The Fitch ratings agency said
Friday that it has raised Italy's outlook from negative to
stable, while keeping its sovereign credit rating at BBB+.
The agency cited the recent fall in Italy borrowing costs
and the programme of structural reform programme Premier Matteo
Renzi is pursuing.
Renzi, who unseated his colleague in the centre-left
Democratic Party (PD) Enrico Letta to become Italy's youngest
premier at 39 in February, has presented a package of 10 billion
euros in tax cuts for low earners.
This is part of efforts to boost the recovery - which is
weak after Italy emerged from its longest postwar recession last
year - while remaining within the European Union's allowed
deficit-to-GDP ratio of 3%.
Renzi has also embarked reforms to simplify the labour
market to encourage firms to hire, with unemployment at a record
level of 13% and over four in 10 under-25s jobless.

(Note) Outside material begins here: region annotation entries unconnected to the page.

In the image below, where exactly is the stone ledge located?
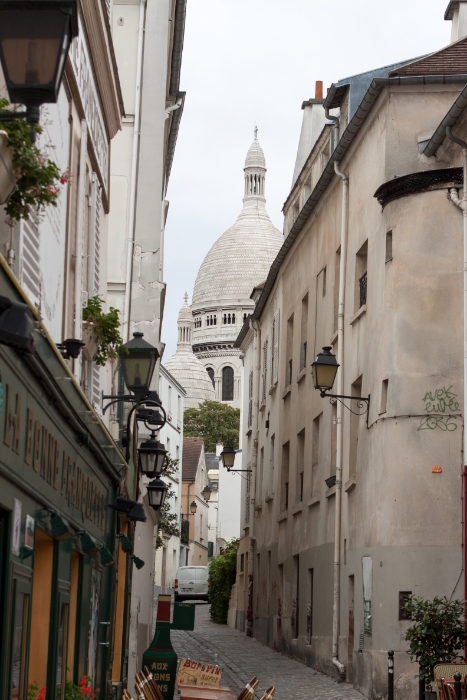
[349,304,366,326]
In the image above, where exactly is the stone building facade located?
[235,3,467,698]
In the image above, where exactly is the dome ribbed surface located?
[192,206,283,310]
[245,139,266,169]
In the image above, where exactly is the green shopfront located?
[0,265,128,700]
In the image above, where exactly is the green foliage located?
[209,536,239,625]
[0,98,64,221]
[83,295,128,367]
[404,595,467,690]
[183,401,240,452]
[156,454,180,549]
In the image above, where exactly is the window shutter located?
[261,340,268,405]
[271,309,280,386]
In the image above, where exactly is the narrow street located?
[171,605,363,700]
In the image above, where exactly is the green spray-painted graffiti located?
[418,385,459,433]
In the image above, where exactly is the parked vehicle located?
[174,566,209,603]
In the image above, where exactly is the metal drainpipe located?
[122,0,146,340]
[246,319,261,637]
[332,162,349,677]
[324,107,339,153]
[446,126,467,598]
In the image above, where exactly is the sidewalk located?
[171,605,363,700]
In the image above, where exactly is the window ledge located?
[282,384,292,399]
[307,493,321,508]
[349,304,366,326]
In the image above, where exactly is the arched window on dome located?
[222,367,233,401]
[206,367,216,388]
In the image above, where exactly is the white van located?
[174,566,209,602]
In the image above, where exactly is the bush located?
[404,595,467,690]
[209,537,238,625]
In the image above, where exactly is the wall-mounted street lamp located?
[220,445,251,472]
[0,0,78,143]
[311,345,370,427]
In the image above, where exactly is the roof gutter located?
[422,80,467,158]
[245,75,467,326]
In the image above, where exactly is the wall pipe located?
[122,0,146,340]
[332,161,349,676]
[246,321,261,637]
[446,126,467,599]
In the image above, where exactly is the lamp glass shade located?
[0,0,78,105]
[221,447,235,469]
[146,479,168,510]
[138,436,168,478]
[119,333,159,396]
[311,346,339,391]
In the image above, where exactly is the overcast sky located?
[162,0,451,362]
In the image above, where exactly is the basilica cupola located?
[243,127,266,208]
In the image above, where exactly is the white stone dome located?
[192,134,283,310]
[164,294,215,408]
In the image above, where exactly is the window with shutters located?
[222,367,234,401]
[271,309,279,387]
[248,370,253,428]
[261,340,268,406]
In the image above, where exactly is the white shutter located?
[271,309,280,386]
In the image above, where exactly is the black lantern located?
[146,479,168,510]
[119,334,159,396]
[0,0,78,109]
[138,433,168,479]
[221,447,235,469]
[311,345,339,394]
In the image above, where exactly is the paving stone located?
[171,605,363,700]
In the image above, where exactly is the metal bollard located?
[454,673,462,700]
[388,651,394,700]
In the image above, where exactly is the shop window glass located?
[11,584,29,700]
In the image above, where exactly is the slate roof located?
[389,37,467,78]
[182,437,204,481]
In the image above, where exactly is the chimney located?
[292,80,328,187]
[444,0,467,44]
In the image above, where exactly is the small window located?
[386,231,392,262]
[399,591,412,620]
[380,379,389,413]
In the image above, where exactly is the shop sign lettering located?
[3,384,106,530]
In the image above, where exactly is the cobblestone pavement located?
[171,605,363,700]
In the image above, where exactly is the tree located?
[156,454,180,549]
[183,401,240,452]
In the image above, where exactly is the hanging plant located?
[0,98,68,222]
[83,295,128,367]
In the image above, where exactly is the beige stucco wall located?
[237,86,463,698]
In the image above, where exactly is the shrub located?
[209,537,238,625]
[404,595,467,690]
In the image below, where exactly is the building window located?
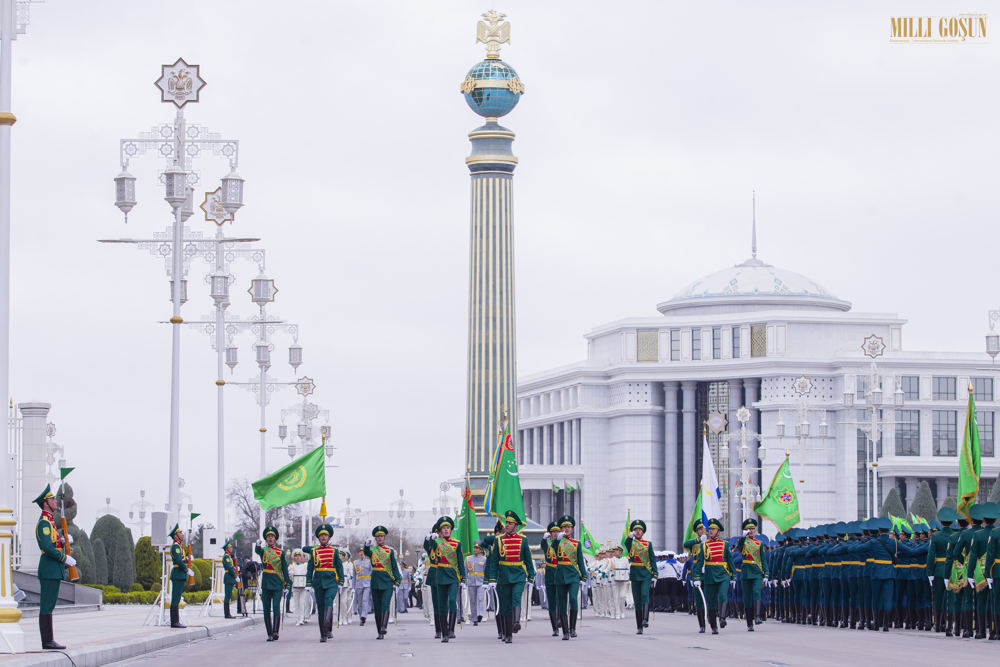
[976,411,996,460]
[896,410,920,456]
[933,410,958,456]
[972,378,993,401]
[931,377,955,401]
[899,375,920,401]
[750,324,767,357]
[635,331,660,361]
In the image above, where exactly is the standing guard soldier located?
[254,526,292,642]
[736,519,767,632]
[302,523,344,642]
[465,544,486,626]
[615,519,659,635]
[169,524,194,628]
[364,526,402,639]
[222,540,239,618]
[34,484,75,650]
[552,514,587,640]
[484,510,535,644]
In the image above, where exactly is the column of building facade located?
[719,380,743,535]
[663,382,681,549]
[681,382,698,536]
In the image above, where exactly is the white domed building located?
[517,250,1000,549]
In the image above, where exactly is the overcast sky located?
[12,0,1000,526]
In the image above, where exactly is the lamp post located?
[844,334,905,516]
[104,58,243,528]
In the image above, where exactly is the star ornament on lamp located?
[156,58,205,109]
[861,334,885,359]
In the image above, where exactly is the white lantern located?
[220,169,243,215]
[115,169,135,223]
[163,164,187,208]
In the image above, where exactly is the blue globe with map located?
[462,58,524,118]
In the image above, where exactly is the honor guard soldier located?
[364,526,401,639]
[169,524,194,628]
[484,510,535,644]
[35,484,75,649]
[736,519,767,632]
[616,519,658,635]
[302,523,344,642]
[424,516,465,643]
[540,521,559,637]
[222,540,239,618]
[695,519,735,635]
[255,526,292,642]
[553,514,587,640]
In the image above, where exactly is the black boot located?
[38,614,66,650]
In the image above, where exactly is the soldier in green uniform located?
[624,519,658,635]
[736,519,767,632]
[34,484,76,649]
[169,524,194,628]
[539,521,559,637]
[222,540,239,618]
[484,510,535,644]
[364,526,402,639]
[552,514,587,639]
[255,526,292,642]
[302,523,344,642]
[424,516,465,643]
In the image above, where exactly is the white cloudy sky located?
[13,0,1000,525]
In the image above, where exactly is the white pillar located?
[17,403,49,573]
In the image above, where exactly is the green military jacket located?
[35,511,66,579]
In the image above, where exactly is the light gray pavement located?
[105,609,1000,667]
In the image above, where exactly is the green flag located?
[253,445,326,510]
[483,418,525,520]
[580,521,597,558]
[753,456,801,533]
[456,481,479,556]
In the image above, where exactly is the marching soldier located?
[302,523,344,642]
[169,524,194,628]
[615,519,658,635]
[465,544,486,626]
[553,514,587,640]
[694,519,735,635]
[736,519,767,632]
[484,510,535,644]
[256,526,292,642]
[35,484,75,649]
[222,540,239,618]
[424,516,465,643]
[364,526,401,639]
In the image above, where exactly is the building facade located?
[517,251,1000,548]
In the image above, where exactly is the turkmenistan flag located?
[958,382,980,520]
[483,418,526,520]
[455,481,479,556]
[753,455,801,533]
[580,521,597,558]
[253,445,326,510]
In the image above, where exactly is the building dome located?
[462,58,524,118]
[656,257,851,314]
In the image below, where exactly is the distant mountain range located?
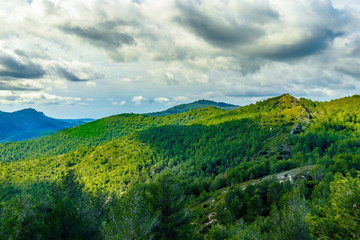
[146,99,240,116]
[0,108,93,142]
[0,100,239,143]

He also plans to overhaul the tax system and slash red
tape, while pushing through institutional reforms to make Italy
cheaper and easier to government.
"The new government of Matteo Renzi announced a structural
reform agenda with an ambitious timetable and confirmed in the
2014 Stability Programme the previous governments' commitment to
the eurozone fiscal framework, in particular, keeping deficit
below 3% of GDP in 2014 and maintaining the medium-term fiscal
consolidation path," Fitch said.
Fitch's credit rating for Italy is one notch above that of
the other two main agencies, Standard and Poor's and Moody's.